Thanks to a sympathetic translator, the fake family manages to make it through to Paris, and Dheepan (which Sivadhasan now calls himself) is able to get a job as a groundskeeper in a rundown public housing project.  Pressed for money, Yalini finds employment as a caretaker to a neighboring drug lord, who uses his apartment as a base of operations for the French gangs who control a good portion of the housing project.  And at school, Illayall is made out to be the outsider and lashes back as a result.

Other than the regular gunfire outside their window (no small disturbance), the gangs don’t bother Dheepan and his family too much at first, but Yalini soon begins to form a bond with the gang leader Brahim (Vincent Rottiers), who, when he decides to talk about the gang rivalry within the housing project, leads Yalini to realize that their new home contains the kind of warfare that Dheepan thought that he had left behind in Sri Lanka.

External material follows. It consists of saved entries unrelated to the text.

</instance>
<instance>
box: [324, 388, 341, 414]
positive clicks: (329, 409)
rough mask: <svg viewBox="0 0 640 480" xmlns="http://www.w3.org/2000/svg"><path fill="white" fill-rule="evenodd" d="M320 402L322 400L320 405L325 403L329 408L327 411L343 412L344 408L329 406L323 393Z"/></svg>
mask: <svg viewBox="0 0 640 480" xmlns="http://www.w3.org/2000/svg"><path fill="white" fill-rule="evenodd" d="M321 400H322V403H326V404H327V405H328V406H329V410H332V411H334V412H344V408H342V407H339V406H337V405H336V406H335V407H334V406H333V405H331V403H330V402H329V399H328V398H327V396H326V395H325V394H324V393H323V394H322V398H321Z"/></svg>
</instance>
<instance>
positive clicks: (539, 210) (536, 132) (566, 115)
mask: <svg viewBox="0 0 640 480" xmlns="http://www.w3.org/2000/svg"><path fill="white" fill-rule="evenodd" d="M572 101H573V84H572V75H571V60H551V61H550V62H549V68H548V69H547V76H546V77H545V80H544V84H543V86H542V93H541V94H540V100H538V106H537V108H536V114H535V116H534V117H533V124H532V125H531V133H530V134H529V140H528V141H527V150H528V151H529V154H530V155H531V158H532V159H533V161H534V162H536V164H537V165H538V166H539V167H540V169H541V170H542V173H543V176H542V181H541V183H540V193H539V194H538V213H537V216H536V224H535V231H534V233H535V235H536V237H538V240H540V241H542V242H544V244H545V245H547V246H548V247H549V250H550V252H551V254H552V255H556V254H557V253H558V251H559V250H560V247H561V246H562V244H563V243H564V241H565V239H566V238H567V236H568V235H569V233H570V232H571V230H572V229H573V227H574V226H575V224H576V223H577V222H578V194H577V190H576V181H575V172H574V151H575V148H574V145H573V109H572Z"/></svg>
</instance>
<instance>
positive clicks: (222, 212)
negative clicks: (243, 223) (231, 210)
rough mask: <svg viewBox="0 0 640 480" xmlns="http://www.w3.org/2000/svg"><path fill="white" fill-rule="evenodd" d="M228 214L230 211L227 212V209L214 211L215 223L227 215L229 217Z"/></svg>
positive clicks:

Acts 1 and 2 of “Dheepan” comprise a thoughtful and sensitive depiction of the struggles endured by immigrants to Europe who know little of the language and culture of the country that they now call home.  But Act 3 is another animal entirely.

Dheepan finally sees Yalini’s point of view that he is back in a war zone, and when the gangs cross the line with regard to his family, Dheepan instinctively kicks into soldier mode and wields a machete, a Molotov cocktail and a screwdriver in a showdown with the gangs.  Let’s just say that all holy hell breaks loose.

Some critics are not crazy about Act 3 of “Dheepan,” saying that it’s a betrayal of the incisive portrayal of the immigrant experience of the first two acts.  I’m OK with it in the way that I was OK with the bloodbath at the end of “Taxi Driver.”  The violence there and here is not gratuitous because it’s built with character.  In “Dheepan,” this guy is a warrior, and even though he’s in a fake family, he has come to care for the people around him, and when they are threatened, the knives come out.

Director Jacques Audiard, who is best known in art-house circles for his acclaimed prison drama “A Prophet” and his great character study “Rust and Bone” with Marion Cotillard and Matthias Schoenaerts, has always had a little bit of action genre touch, even in his most high-falutin’ arty movies.  And even though Audiard sometimes works with movie stars like Cotillard and Schoenaerets, his skill with actors is even more apparent with the novice actors who dazzle here in “Dheepan.”

“Dheepan” opened in New York last Friday to impressive reviews and box-office, enough to ensure that it will get a full-scale release across the country.  If it comes to a theater near you, give it a shot.  You won’t be sorry.